The folks over at the SANS Internet Storm Center have posted a diary entry with an anonymous report from a sysadmin at an affected data center. The story is, I think, well worth reading, because, at least in my experience, nothing in it sounds very much out of the ordinary for this kind of event.
The story that follows offers some lessons relearned and possibly a few new ones.
It’s only a few paragraphs long, so I urge you to have a read; I would emphasize these points:
- Mother Nature is not obliged to follow the script in your emergency/disaster plans.
- Having good solutions to the technical problems posed by a disaster is a Very Good Thing. However, low- or no-tech problems can be as bad or worse (e.g., how do you get key people on site if there are problems with the roads?).
- Emergency recovery procedures and data (e.g., critical configuration parameters and passwords) need to be documented and accessible, even when systems are not available. (Paper still has its uses.)
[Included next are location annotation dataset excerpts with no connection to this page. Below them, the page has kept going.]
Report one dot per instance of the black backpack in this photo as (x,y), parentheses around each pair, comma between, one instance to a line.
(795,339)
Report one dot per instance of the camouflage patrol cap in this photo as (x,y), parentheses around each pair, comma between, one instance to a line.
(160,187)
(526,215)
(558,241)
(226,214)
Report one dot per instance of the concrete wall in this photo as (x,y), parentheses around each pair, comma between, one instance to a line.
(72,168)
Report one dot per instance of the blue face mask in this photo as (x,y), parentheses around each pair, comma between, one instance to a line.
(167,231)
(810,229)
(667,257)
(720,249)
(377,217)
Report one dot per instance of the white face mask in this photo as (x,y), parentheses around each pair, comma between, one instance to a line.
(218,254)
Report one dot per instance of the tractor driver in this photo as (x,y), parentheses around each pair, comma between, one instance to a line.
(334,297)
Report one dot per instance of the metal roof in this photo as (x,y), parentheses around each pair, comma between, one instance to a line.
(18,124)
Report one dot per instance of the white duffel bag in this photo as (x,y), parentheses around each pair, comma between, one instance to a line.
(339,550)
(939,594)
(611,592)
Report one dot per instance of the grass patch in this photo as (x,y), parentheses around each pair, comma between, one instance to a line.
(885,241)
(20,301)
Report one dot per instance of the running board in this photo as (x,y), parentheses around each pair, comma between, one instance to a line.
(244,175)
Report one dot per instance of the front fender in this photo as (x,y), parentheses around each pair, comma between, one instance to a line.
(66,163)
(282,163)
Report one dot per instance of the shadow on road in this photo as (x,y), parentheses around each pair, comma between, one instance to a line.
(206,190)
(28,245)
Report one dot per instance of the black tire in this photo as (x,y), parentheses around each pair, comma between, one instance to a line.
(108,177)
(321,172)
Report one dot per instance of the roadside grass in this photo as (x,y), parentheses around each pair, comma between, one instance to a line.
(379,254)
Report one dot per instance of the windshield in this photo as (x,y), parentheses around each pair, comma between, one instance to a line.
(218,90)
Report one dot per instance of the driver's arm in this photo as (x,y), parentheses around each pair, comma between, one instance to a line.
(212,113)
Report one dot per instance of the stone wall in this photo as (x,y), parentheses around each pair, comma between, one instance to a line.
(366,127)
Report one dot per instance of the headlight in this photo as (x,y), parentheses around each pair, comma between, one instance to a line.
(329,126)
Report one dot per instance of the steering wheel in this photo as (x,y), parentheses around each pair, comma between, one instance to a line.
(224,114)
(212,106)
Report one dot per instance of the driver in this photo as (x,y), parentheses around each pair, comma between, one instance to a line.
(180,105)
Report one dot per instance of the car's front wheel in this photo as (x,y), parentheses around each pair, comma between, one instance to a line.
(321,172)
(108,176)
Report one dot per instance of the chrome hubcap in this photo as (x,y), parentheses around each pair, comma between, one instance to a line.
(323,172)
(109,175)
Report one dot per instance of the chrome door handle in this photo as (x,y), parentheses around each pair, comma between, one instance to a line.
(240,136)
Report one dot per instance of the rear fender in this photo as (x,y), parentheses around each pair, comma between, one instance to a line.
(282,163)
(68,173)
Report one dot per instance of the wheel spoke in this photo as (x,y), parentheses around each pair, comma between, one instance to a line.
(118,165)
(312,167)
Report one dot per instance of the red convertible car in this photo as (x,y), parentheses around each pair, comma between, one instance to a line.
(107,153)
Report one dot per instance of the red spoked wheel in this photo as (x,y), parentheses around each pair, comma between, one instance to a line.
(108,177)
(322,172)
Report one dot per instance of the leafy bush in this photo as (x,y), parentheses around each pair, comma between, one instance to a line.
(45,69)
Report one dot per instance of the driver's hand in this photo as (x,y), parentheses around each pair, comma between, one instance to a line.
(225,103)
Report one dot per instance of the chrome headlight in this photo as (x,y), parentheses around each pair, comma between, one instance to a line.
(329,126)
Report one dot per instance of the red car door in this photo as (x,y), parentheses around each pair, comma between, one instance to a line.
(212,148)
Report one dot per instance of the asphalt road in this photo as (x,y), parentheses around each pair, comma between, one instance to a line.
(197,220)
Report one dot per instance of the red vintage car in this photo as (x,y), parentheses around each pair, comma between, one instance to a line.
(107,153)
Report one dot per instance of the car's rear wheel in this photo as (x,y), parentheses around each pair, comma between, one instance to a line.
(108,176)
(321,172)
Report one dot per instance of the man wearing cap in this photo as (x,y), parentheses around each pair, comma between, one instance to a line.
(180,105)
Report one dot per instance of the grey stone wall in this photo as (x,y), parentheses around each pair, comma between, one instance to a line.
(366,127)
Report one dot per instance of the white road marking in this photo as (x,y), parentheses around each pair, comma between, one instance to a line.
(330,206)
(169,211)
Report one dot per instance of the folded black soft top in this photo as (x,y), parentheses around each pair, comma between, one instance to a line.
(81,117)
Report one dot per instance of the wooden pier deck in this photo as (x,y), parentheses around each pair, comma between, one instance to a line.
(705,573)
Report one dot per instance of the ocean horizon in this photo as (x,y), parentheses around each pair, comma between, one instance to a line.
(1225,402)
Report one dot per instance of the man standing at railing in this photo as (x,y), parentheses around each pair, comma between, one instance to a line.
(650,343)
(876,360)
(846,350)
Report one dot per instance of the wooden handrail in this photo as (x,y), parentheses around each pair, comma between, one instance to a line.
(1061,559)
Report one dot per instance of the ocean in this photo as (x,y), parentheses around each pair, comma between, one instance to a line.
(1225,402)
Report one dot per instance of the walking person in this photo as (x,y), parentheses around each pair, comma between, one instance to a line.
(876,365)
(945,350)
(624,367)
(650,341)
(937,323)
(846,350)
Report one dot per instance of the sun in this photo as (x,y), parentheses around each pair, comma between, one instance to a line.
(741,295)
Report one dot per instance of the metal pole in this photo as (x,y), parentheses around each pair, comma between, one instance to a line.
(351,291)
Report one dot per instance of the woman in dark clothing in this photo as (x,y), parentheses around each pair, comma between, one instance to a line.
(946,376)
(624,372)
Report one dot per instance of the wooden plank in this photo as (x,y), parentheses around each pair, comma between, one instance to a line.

One of the things that makes planning for this kind of event difficult is the habits of mind we acquire, largely unconsciously. Under ordinary circumstances, for example, electrical power from the grid is just there. Since I can drive from my house to the data center in ten minutes, 30 minutes of UPS power is ample. In a way, this problem is like debugging, or like security evaluation. Commonly, in looking at potential solutions to a problem, we ask, “Will this work?”. With debugging, security evaluation, or disaster recovery planning, the question has to be something like, “How can this possibly go wrong?”.
I’m grateful to those, like the anonymous reporter to the SANS ISC, who share their experiences with us.